Abstract: Many real-world situations involve queueing systems in which customers may abandon if service does not start sufficiently quickly. We study a comprehensive model of multi-class queue scheduling accounting for customer abandonment, with the objective of minimizing the total discounted or time-average sum of linear waiting costs, completion rewards and abandonment penalties of customers in the system. We assume the service times and abandoning times are exponentially distributed. We solve analytically the case in which there is one server and there are one or two customers in the system and obtain an optimal policy. For the general case, we use the framework of restless bandits to analytically design a novel simple index rule with a natural interpretation. We show that the proposed rule achieves near-optimal or asymptotically-optimal performance both in single- and multi-server cases, both in overload and underload regimes, and both in idling and non-idling systems.
Work in progress:
Cognitive Perception and Aspiration Selection
Political Platform Building with Rationally Inattentive Voters
with Sergei Mikhalishchev
Estimating Models with Rational Inattentive Agents
Abstract: We present a likelihood evaluation of a DSGE model with price-setting firms that select properties of their signals subject to a limited attention constraint. We compare the performance of a rational inattention DSGE model (RIM), with an imperfect common knowledge model (ICKM) and a model with price stickiness à la Calvo. We demonstrate that the rational inattention model matches the data better than the Calvo model and reproduces the persistence more easily than the ICKM model. This result occurs because (i) RI firms pay attention to a higher number of lags of fundamentals than is assumed in the ICKM models, and (ii) the full information method selects the different degree of strategic complementarity in various models.
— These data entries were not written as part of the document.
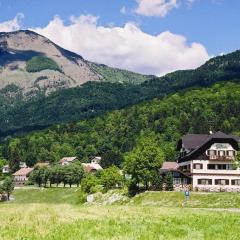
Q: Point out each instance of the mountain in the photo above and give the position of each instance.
(32, 62)
(115, 90)
(115, 134)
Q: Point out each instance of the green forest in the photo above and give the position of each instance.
(21, 115)
(116, 135)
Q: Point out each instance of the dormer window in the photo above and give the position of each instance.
(221, 153)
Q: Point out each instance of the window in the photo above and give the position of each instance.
(220, 166)
(184, 180)
(205, 181)
(221, 182)
(235, 182)
(197, 166)
(231, 153)
(177, 181)
(221, 153)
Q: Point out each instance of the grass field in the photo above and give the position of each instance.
(148, 216)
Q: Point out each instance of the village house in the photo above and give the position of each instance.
(21, 176)
(6, 169)
(181, 180)
(208, 161)
(67, 160)
(94, 166)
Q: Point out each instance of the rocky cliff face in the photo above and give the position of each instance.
(18, 48)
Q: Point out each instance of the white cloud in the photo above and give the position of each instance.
(123, 10)
(12, 25)
(155, 8)
(126, 47)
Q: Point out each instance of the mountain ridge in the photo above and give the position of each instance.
(19, 47)
(94, 98)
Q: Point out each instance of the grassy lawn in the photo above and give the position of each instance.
(148, 216)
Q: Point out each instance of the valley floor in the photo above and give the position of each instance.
(144, 217)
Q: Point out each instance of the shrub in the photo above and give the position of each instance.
(157, 182)
(111, 178)
(169, 181)
(88, 183)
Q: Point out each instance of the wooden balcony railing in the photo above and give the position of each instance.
(220, 158)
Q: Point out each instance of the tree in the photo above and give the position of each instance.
(111, 178)
(110, 158)
(157, 182)
(38, 177)
(144, 161)
(88, 183)
(8, 186)
(169, 181)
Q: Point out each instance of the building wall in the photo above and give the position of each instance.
(20, 179)
(213, 186)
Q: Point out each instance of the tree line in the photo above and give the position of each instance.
(119, 133)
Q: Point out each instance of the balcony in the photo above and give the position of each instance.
(221, 158)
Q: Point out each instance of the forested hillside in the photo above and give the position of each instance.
(160, 121)
(95, 98)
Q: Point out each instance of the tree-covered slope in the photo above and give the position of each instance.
(116, 133)
(95, 98)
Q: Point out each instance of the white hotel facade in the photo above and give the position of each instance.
(208, 161)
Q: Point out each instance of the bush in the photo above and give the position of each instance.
(111, 178)
(40, 63)
(89, 183)
(157, 182)
(169, 181)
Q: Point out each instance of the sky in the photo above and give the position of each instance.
(145, 36)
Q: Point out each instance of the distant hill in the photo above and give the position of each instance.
(21, 112)
(114, 134)
(32, 63)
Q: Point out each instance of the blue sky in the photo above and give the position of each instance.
(212, 23)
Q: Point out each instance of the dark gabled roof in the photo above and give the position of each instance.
(192, 141)
(199, 144)
(169, 165)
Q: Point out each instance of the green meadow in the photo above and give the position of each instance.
(58, 214)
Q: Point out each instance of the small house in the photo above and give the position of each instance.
(6, 169)
(180, 179)
(22, 175)
(91, 167)
(67, 160)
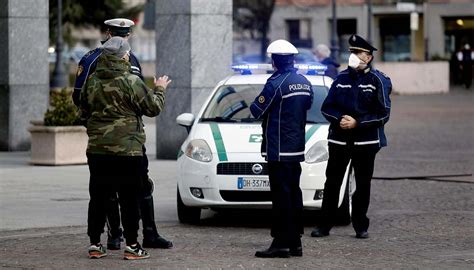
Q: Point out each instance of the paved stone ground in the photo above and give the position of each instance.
(425, 224)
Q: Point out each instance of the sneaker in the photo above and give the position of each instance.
(97, 251)
(135, 253)
(113, 243)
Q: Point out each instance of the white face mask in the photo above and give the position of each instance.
(354, 61)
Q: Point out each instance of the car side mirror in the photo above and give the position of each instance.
(186, 120)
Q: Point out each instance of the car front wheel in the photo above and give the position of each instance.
(186, 214)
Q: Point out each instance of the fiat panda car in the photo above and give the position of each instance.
(220, 165)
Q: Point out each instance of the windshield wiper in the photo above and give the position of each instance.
(218, 119)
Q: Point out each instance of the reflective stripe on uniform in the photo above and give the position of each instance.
(366, 142)
(290, 154)
(297, 94)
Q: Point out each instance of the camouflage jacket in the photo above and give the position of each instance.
(112, 104)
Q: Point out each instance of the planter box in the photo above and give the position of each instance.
(58, 145)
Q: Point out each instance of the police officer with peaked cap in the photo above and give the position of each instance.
(282, 105)
(151, 239)
(357, 107)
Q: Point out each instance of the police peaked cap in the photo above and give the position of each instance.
(357, 43)
(119, 26)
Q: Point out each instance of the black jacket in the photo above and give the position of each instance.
(283, 105)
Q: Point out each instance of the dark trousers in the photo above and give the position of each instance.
(287, 203)
(111, 175)
(146, 207)
(362, 159)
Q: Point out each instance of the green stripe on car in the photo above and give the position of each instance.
(216, 133)
(310, 132)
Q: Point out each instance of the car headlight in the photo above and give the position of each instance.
(318, 152)
(199, 150)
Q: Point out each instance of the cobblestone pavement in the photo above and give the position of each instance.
(425, 224)
(415, 225)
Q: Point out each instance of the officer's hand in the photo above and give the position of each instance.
(162, 81)
(347, 122)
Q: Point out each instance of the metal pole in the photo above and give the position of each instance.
(59, 78)
(334, 45)
(369, 21)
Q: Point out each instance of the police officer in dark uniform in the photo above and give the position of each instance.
(151, 239)
(282, 105)
(357, 107)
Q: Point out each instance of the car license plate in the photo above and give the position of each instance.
(250, 183)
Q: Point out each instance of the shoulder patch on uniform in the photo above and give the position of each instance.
(80, 69)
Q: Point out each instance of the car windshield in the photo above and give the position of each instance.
(231, 104)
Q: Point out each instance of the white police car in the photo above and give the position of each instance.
(219, 163)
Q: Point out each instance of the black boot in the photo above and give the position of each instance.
(151, 238)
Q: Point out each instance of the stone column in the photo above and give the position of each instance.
(193, 47)
(24, 75)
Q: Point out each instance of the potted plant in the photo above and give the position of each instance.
(59, 139)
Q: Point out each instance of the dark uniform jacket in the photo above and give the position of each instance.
(283, 105)
(88, 64)
(364, 95)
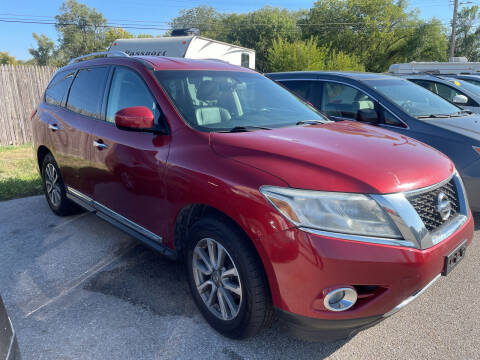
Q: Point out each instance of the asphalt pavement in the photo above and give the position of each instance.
(78, 288)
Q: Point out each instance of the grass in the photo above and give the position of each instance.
(19, 175)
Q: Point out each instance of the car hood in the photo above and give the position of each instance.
(464, 125)
(342, 156)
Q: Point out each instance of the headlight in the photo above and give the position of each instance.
(347, 213)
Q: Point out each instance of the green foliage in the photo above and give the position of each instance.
(113, 34)
(256, 30)
(379, 32)
(307, 55)
(6, 59)
(348, 34)
(468, 34)
(44, 52)
(81, 30)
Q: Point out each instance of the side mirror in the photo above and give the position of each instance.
(368, 116)
(460, 99)
(134, 118)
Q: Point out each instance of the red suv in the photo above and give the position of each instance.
(275, 209)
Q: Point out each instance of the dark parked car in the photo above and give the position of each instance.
(393, 103)
(457, 91)
(8, 339)
(275, 208)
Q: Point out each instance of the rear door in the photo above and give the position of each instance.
(78, 118)
(129, 165)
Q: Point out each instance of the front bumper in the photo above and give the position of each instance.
(306, 264)
(471, 179)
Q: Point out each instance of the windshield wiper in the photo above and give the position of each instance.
(309, 122)
(433, 116)
(246, 128)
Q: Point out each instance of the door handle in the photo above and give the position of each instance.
(99, 144)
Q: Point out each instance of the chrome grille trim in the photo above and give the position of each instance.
(425, 203)
(409, 222)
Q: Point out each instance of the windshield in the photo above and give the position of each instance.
(412, 98)
(226, 100)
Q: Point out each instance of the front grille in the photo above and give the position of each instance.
(426, 205)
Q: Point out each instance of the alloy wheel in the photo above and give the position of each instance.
(217, 279)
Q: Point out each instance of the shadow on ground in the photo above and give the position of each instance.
(144, 278)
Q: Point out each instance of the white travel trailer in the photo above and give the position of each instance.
(191, 47)
(455, 66)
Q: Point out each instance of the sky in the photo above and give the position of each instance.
(16, 38)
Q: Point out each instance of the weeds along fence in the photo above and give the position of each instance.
(21, 88)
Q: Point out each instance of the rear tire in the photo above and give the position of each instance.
(227, 279)
(55, 190)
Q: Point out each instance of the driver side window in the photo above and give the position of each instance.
(128, 89)
(343, 101)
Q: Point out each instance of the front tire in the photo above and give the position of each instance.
(227, 280)
(55, 190)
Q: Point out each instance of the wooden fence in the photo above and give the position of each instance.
(21, 88)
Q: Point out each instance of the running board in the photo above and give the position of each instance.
(121, 222)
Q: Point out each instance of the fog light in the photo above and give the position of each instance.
(340, 299)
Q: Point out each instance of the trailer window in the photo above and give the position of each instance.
(245, 60)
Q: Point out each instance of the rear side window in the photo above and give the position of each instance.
(86, 93)
(57, 89)
(128, 89)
Whittle’s Indexation Approach to and Applications of Bi-objective Two-state Binary-action Markov Decision Processes,
with Peter Jacko, 2015. In A.B. Piunovskiy (Ed.), Modern Trends in Controlled Stochastic Processes: Theory and Applications, Volume II (pp. 140-151). UK:Luniver Press. Invited chapter.
Abstract: In this chapter we present how the Whittle’s indexation approach, originally developed for the restless bandits problem, can be used to address multi-objective stochastic optimization problems. For clarity, we focus on Markov decision processes with two objectives, two states and two actions, and provide an optimal solution in terms of Whittle indices. We then broadly discuss the applications of our solution in optimal scheduling of queueing systems with abandonments and optimal choice of venture capitalists investments. We believe there is a need to develop the Whittle index theory further in order to tackle more general multi-objective problems.